One other possible factor that is almost never taken into account is the use of hormonal contraceptives (HC). The synthetic progestins contained in HC may also interact with the progesterone binding site of the GABA-A receptor, changing its configuration and behavior (Stell et al., 2003). Also, women can experience PMS-like symptoms during their pill-free week (of inactive phase) (Cullberg, 1972, Rapkin et al., 2006, Rapkin and Akopians, 2012).

Despite these promising findings, uncertainties remain regarding the validity of these results. The study by Epperson et al. (2002) is overall well designed, but only considers an occipital voxel, and has a relatively large age-spread, which has been shown to affect GABA concentrations (Gao et al., 2013). Harada et al. (2011) partially confirmed the cycle-dependent GABA fluctuations, but only in a healthy subgroup without premenstrual symptoms (because these symptoms were not assessed), and their study population contained only 7 women. In order to avoid these possible cycle-dependent effects, some researchers are now advocating scanning only men (Near et al., 2014), which is also a practical confound, and always limits conclusions.
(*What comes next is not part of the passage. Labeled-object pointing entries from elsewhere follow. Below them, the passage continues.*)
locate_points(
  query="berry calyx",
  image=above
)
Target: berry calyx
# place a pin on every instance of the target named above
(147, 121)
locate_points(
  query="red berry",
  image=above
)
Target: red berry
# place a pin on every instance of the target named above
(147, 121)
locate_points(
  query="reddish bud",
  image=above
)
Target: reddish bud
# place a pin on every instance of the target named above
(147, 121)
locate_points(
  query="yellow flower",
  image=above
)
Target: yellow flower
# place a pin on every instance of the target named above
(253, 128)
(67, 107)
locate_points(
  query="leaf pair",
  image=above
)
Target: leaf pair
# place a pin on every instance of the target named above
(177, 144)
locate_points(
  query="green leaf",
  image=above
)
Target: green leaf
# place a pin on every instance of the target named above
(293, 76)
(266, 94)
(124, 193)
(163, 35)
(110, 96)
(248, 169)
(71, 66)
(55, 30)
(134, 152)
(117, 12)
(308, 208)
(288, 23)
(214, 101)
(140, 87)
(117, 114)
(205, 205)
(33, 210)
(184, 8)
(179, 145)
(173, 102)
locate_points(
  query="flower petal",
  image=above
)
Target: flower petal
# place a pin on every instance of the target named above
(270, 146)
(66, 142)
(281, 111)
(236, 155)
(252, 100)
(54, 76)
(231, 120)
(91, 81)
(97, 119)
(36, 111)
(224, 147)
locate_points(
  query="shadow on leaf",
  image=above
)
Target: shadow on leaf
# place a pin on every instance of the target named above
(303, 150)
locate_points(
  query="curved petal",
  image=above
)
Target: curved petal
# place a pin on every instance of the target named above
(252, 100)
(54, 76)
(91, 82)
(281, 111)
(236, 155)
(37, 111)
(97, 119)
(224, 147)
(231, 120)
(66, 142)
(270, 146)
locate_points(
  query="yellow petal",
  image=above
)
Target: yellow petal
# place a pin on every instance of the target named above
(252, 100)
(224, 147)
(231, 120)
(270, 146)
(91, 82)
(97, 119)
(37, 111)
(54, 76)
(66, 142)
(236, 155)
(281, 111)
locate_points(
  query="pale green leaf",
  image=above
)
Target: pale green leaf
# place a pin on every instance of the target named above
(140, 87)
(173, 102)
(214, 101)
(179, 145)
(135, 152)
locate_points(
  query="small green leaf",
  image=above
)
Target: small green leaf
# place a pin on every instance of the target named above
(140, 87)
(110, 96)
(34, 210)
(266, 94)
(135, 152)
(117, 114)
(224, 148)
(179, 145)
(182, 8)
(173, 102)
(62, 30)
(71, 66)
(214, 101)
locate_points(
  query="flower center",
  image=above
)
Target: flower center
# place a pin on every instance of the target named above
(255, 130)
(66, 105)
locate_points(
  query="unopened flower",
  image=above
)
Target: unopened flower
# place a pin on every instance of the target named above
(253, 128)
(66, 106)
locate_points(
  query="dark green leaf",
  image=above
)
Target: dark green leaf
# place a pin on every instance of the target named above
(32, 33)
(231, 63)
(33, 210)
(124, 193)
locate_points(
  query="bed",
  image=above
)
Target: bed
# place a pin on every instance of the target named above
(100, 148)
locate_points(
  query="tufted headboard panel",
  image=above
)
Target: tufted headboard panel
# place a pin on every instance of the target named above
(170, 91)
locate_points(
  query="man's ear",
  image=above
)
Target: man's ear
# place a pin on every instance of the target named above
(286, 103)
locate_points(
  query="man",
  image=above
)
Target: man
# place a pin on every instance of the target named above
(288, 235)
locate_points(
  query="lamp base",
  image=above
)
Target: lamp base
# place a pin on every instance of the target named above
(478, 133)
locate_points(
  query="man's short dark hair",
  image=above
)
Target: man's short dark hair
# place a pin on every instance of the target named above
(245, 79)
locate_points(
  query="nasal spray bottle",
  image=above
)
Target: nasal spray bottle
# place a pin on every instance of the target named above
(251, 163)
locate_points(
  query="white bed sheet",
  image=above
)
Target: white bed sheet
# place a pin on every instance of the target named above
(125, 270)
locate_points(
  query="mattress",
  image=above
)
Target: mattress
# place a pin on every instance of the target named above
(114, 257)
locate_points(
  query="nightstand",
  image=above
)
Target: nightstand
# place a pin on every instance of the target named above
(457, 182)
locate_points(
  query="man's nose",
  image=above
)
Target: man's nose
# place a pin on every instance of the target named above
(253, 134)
In the scientific literature there is a growing interest in measuring GABA concentrations in prefrontal areas with MRS, and in identifying differences in GABA concentrations in different anatomical regions (van der Veen and Shen, 2013). Therefore, when measuring cortical GABA concentration through edited MRS, it is important to eliminate uncertainties about the influence of menstrual cycle phase, premenstrual symptoms and hormonal contraceptive use. Our aim was to study time-dependent differences of GABA concentrations in the prefrontal region through a longitudinal study in young, healthy women. Although some literature regarding menstrual cycle related GABA changes and possible interactions with hormones and premenstrual symptoms exists, we consider this research as being exploratory, and do not propose a strong a priori hypothesis.